Family Recipe Friday: My Favorite Strawberry Jam

It's almost summer and the strawberries are looking better every week.  Here's a jam recipe from Grandma's cookbook, originally published in RNA Magazine in June 1980.

My Favorite Strawberry Jam

4 cups prepared strawberries
4 cups granulated sugar
2 tablespoons lemon juice

Wash, hull and slice strawberries, then measure into a large saucepan.  Add cups of sugar.  Heat and boil hard for 5 minutes, stirring constantly.  Add lemon juice and the remaining 2 cups of sugar.  Bring to a boil and boil hard, stirring constantly, until ready to jell.*  Pour into shallow dish and stir occasionally while cooling.   Let stand overnight to plump fruit.  Pack cold in sterilized jars and seal.  Makes 2 pints.

*Jell test:  Dip a clean metal spoon in boiling jam; hold up edgewise.  When 2 heavy drops form and slide together at edge of spoon, jam is ready to jell.  This takes from 2 to 20 minutes, depending on pectin in fruit.

Thursday, May 7, 2015

Those Places Thursday: Little White House, Warm Springs, Georgia

I finally visited the Little White House last week; I live within a couple of hours of Warm Springs, but hadn't ever made the trip. 

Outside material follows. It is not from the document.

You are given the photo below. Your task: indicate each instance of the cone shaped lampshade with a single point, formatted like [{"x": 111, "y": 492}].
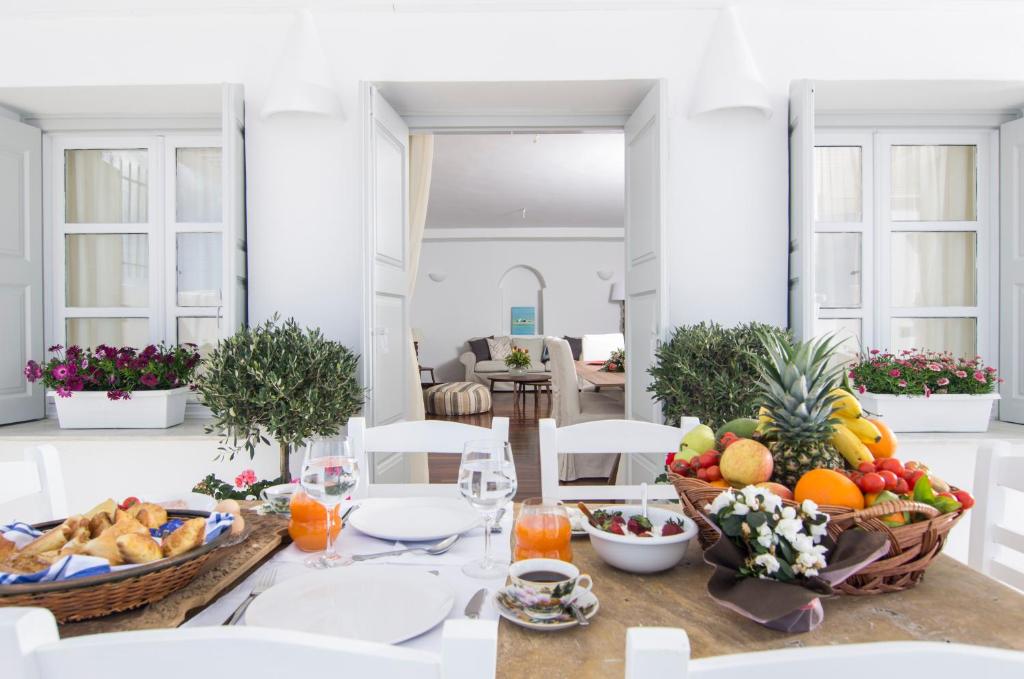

The house is surprisingly small, but very lovely.  It's maintained exactly as it was when FDR died there in 1945 (right down to the roll of toilet paper in the bathroom).  There are two small buildings in front of the house, one that is a guest quarters and one that is servant's quarters.  There are also guard posts that were used by Marine and Secret Service guards.

Entrance to the Little White House

Servant's quarters (left) and guest quarters (right0

The house itself has a small kitchen, then opens into a great room with a dining table on one side and sofas and chairs around a fireplace on the other.  Roosevelt's wheelchair sits in the corner of the room.  There are three small bedrooms and two bathrooms in the house, and a patio in the back that looks down over the forest that surrounds the house.  In the kitchen, there is a handwritten note on the wall from Daisy Bonner, the Little White House cook, stating that she had prepared the President's first and last meals at the house.  (The President was to have attended a BBQ and show the night he died.  Mrs. Bonner was going to prepare his favorite dish, Brunswick Stew.)

The President was sitting for a portrait at the time he suffered a cerebral hemorrhage.  He was carried to the bedroom, where he died. 

The famous unfinished portrait is in a separate area of the grounds, along with a finished version the artist did later.  A museum contains a number of artifacts about President Roosevelt and the Depression era. 

Roosevelt's car equipped with special hand controls

Letter to the President from Winston Churchill

The pools where Roosevelt swam to relieve his polio pain are about a mile from the house.  There is a rehabilitation hospital nearby that still contains some of the original cottages from the Roosevelt era.